Using Continued fractions and having a batting average of .3085443, guess how many at-bats the player had.
Any tips or solutions so I can solve this problem? Currently I am reading about continued fractions, but I don't see the correct approach to this problem.
One of the essential facts about continued fractions is that their convergents give the best possible rational approximations to irrational numbers; also, the best possible approximations with small denominators to a rational number with a large denominator. The very best approximations are found by truncating the continued fraction just before a particularly large partial quotient.

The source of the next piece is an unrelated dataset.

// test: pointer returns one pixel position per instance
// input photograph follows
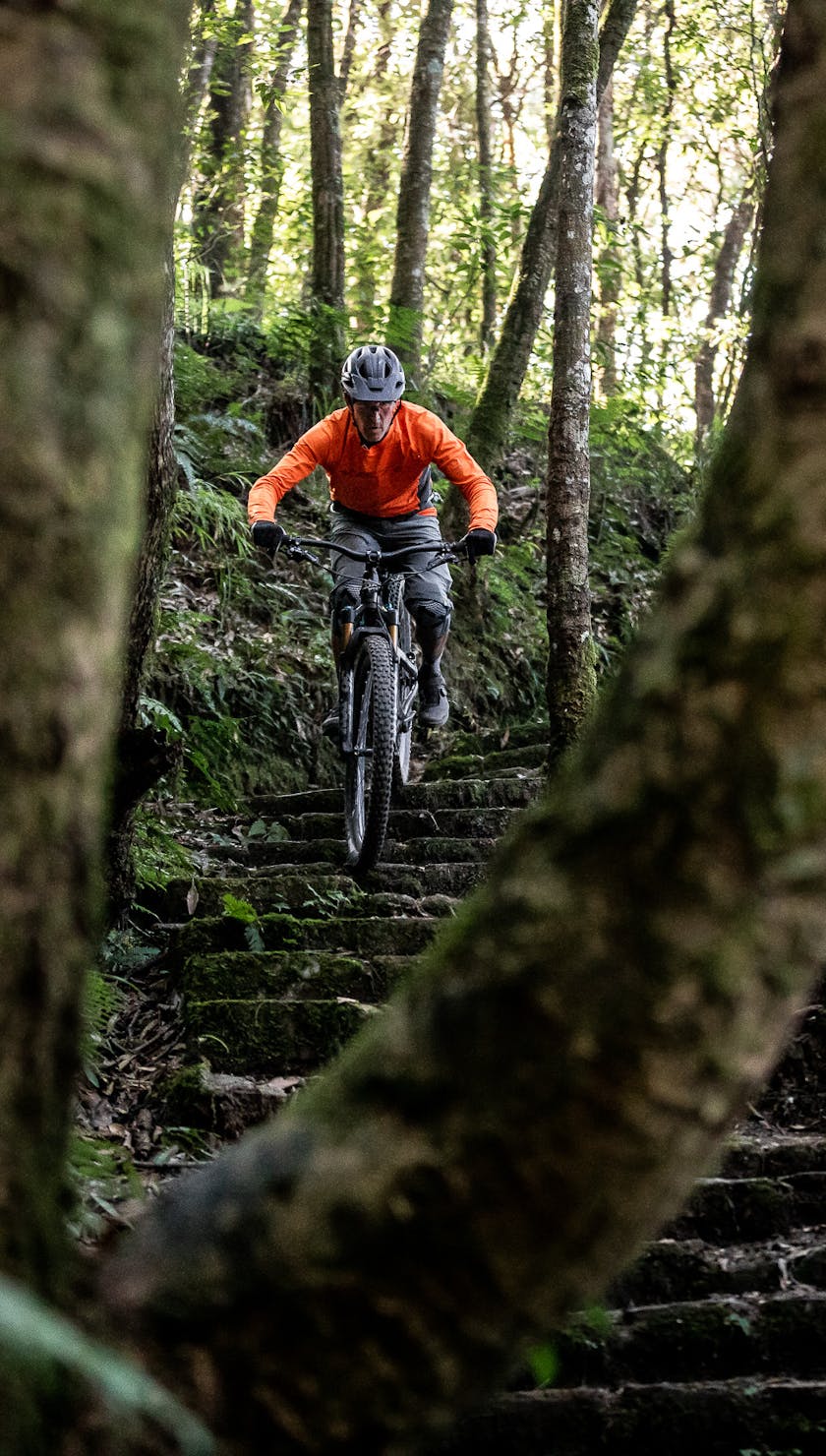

So, the batting average is $$0.3085443=\frac{3085443}{10000000}\ .$$ If we take this literally, the player will have had $3085443$ successes from $10000000$ times at bat (or perhaps even $6170886$ from $20000000$, etc). This doesn't seem likely. So we assume that the number of times at bat was actually smaller, and the given decimal is a rounded number. We use continued fractions to work out the details. We can calculate $$0.3085443=\frac1{3+\displaystyle\frac1{4+\displaystyle\frac1{6+\displaystyle\frac1{1+\displaystyle\frac1{2+\displaystyle\frac1{1+\displaystyle\frac1{1+\displaystyle\frac1{658+\cdots}}}}}}}}$$ The first convergent is $\frac13$, meaning one success from three times at bat. This is clearly not right as the average would have been rounded to $0.3333333$ not $0.3085443$. The next convergent is $$\frac1{3+\displaystyle\frac1{4}}=\frac4{13}=0.3076923\cdots$$ which is wrong for the same reason. Keep trying until you find one that works. I haven't gone any further but my guess would be that the answer is $$\frac1{3+\displaystyle\frac1{4+\displaystyle\frac1{6+\displaystyle\frac1{1+\displaystyle\frac1{2+\displaystyle\frac1{1+\displaystyle\frac1{1}}}}}}}$$ found by truncating the continued fraction just before a particularly large partial quotient.